Insurance Executive Greg Lindberg Is in Hot Water With the SEC
Greg Lindberg built his net worth as the founder of the conglomerate firm, Global Growth. The SEC alleges Lindberg defrauded clients out of more than $75 million.
Aug. 31 2022, Published 1:31 p.m. ET
A month after insurance executive Greg Lindberg was released from federal prison, the SEC filed a civil action against him. The SEC alleges Lindberg defrauded clients out of more than $75 million through undisclosed transactions that benefited himself and his company.
Greg Lindberg built his net worth as founder of the conglomerate private equity firm, Global Growth. Keep reading for all the details on his net worth, career, and controversy.
Greg Lindberg
Founder of Global Growth
Net worth: Over $860 Million
Greg Lindberg is an American businessman who founded the conglomerate Global Growth, formerly Eli Global, in the 1990s. The SEC filed a lawsuit against Lindberg on Aug. 30 accusing him of defrauding his clients. He denies the allegations.
Age: 52
Alma mater: Yale University
Lindberg was convicted of bribery in 2020.
In 2020, Lindberg reportedly had a personal net worth between $860 million and $1.46 billion, according to a letter by the Berkeley Research Group. That year, Lindberg was convicted in a federal criminal court for attempting to bribe a state insurance commissioner using campaign contributions. He was sentenced to seven years and three months in prison.
The Wall Street Journal reported in 2020 that Lindberg’s net worth soared after he bought several small life insurers in 2014 and lent $2 billion of their assets to other entities he controlled. Although this practice is usually prohibited, insurance regulators in North Carolina initially allowed Lindberg to use the strategy. He used the loans to acquire dozens of small companies. Meanwhile, he lived a lavish lifestyle with luxury homes, a yacht, and a private jet, the WSJ reported.
In 2017, Mike Causey was elected as North Carolina’s insurance commissioner, and regulators shifted in favor of conventional bond investments. Lindberg wasn’t happy with the change and allegedly offered Causey campaign donations of as much as $2 million, funneled through the state’s Republican Party, to replace the deputy insurance commission investigating him, the WSJ reported.
However, Causey was working with federal officials, and Lindberg was arrested and charged with bribery and conspiracy to commit wire fraud. He was convicted and sentenced to prison in August 2020.
Lindberg’s conviction was overturned.
Lindberg appealed the court's ruling, and, this past June, a federal appeals court overturned the conviction. The appeals court said that the judge who heard Lindberg’s case in 2020 gave the jury bad instructions in the case, which, in turn, violated Lindberg’s Fifth and Sixth Amendment rights. The case is scheduled to be retried in March 2023.
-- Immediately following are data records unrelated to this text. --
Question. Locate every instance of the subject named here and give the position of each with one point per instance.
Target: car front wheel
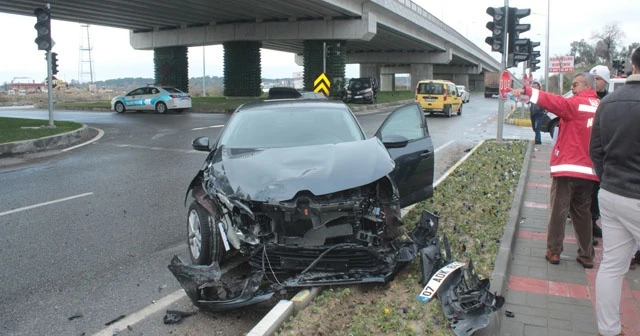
(119, 107)
(161, 107)
(204, 240)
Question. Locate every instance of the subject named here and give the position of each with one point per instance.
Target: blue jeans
(536, 124)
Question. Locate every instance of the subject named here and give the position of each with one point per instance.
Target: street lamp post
(546, 50)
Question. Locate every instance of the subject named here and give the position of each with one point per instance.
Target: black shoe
(597, 231)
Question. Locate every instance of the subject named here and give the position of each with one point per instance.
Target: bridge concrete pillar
(370, 70)
(476, 83)
(461, 79)
(171, 66)
(335, 64)
(242, 70)
(420, 72)
(388, 82)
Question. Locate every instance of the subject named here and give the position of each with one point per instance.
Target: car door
(133, 99)
(152, 96)
(457, 100)
(406, 137)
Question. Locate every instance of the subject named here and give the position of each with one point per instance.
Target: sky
(113, 56)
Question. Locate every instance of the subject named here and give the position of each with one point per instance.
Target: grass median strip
(473, 204)
(16, 129)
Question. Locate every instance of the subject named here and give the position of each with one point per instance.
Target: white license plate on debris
(437, 279)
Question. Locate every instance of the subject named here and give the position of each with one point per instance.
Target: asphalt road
(86, 235)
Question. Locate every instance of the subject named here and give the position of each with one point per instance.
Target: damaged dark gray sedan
(297, 189)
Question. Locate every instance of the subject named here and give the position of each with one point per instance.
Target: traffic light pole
(50, 89)
(503, 68)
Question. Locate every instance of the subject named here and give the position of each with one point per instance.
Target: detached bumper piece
(467, 301)
(276, 268)
(207, 290)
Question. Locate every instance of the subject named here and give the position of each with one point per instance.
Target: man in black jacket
(536, 113)
(603, 76)
(615, 151)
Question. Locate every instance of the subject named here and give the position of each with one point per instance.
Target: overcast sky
(113, 56)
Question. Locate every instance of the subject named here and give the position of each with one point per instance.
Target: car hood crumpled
(278, 174)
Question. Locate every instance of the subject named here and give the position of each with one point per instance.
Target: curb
(507, 242)
(44, 143)
(271, 322)
(518, 122)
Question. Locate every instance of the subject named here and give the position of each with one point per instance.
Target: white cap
(602, 71)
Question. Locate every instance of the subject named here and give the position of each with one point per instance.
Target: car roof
(442, 81)
(293, 102)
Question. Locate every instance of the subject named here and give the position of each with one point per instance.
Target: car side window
(406, 121)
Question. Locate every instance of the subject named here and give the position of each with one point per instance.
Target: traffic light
(533, 56)
(54, 63)
(621, 68)
(43, 27)
(497, 27)
(518, 49)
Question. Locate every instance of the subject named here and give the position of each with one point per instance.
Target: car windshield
(290, 126)
(430, 88)
(171, 90)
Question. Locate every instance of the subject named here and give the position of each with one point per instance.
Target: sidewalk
(555, 299)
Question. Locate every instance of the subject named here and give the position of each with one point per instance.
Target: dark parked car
(283, 93)
(362, 90)
(296, 189)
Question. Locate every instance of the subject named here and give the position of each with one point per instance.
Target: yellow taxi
(440, 96)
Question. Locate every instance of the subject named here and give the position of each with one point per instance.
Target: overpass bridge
(384, 36)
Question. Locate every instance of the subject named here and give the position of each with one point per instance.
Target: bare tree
(607, 41)
(583, 52)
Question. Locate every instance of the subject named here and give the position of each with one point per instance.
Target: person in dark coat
(615, 151)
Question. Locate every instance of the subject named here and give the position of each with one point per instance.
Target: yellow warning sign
(322, 84)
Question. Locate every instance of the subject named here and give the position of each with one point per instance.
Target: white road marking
(100, 134)
(443, 146)
(201, 128)
(160, 149)
(149, 310)
(43, 204)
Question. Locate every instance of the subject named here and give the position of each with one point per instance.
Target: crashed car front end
(347, 236)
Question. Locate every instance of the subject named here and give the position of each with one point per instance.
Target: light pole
(204, 87)
(546, 50)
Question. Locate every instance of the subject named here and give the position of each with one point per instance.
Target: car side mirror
(201, 144)
(394, 141)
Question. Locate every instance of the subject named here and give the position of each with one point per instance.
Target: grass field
(16, 129)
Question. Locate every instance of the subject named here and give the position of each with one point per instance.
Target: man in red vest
(572, 171)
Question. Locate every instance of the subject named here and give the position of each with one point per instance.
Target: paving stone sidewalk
(559, 299)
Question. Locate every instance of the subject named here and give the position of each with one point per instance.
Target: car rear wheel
(161, 107)
(204, 240)
(119, 107)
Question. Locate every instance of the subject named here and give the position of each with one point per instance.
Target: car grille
(347, 258)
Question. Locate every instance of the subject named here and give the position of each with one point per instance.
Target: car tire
(203, 236)
(119, 107)
(161, 107)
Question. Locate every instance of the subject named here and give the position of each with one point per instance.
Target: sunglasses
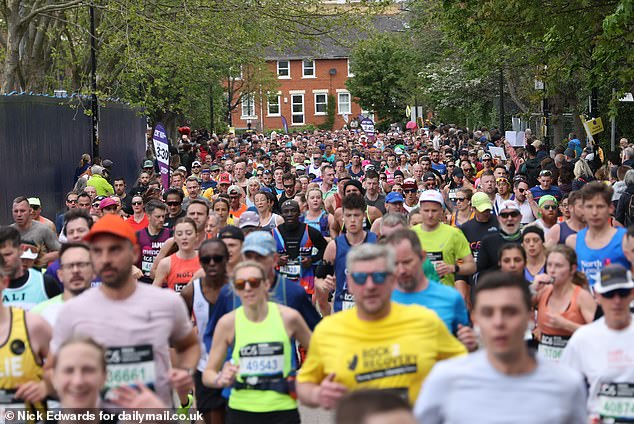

The SEC has accused Lindberg of defrauding clients.
The SEC announced on Aug. 30 that it was suing Lindberg, co-defendant Christopher Herwig, and their Malta-based investment advisor, Standard Advisory Services Limited, for defrauding clients. According to the SEC complaint, Lindberg “orchestrated the schemes through complex investment structures and a web of affiliate companies and allegedly used the proceeds to pay themselves or to divert the funds to Lindberg’s other businesses.”
Lindberg says he hasn't done anything wrong.
Lindberg denies he did anything wrong. His spokesperson, Susan Estrich, accused the SEC of piling on additional charges to the government's already weak case against Lindberg.
“Only weeks ago, Greg Lindberg was released from prison because his fifth and sixth amendment rights were violated. He served 633 days in prison because of this wrongful conviction. But the government, instead of realizing its case had holes, or more likely because it does, came right back with the threat of more charges and more complaints,” Estrich said in a statement.
In his own statement, Lindberg says he supplied the SEC with “millions of pages to documents explaining every transaction they had questions about.”
“Even after we answered all their questions, the SEC continued to put on pressure,” Lindberg states. “They proposed a settlement in this case that would have required me to admit things that I never did. It was egregiously false and unacceptable. We did nothing wrong, and we intend to prove it in court.”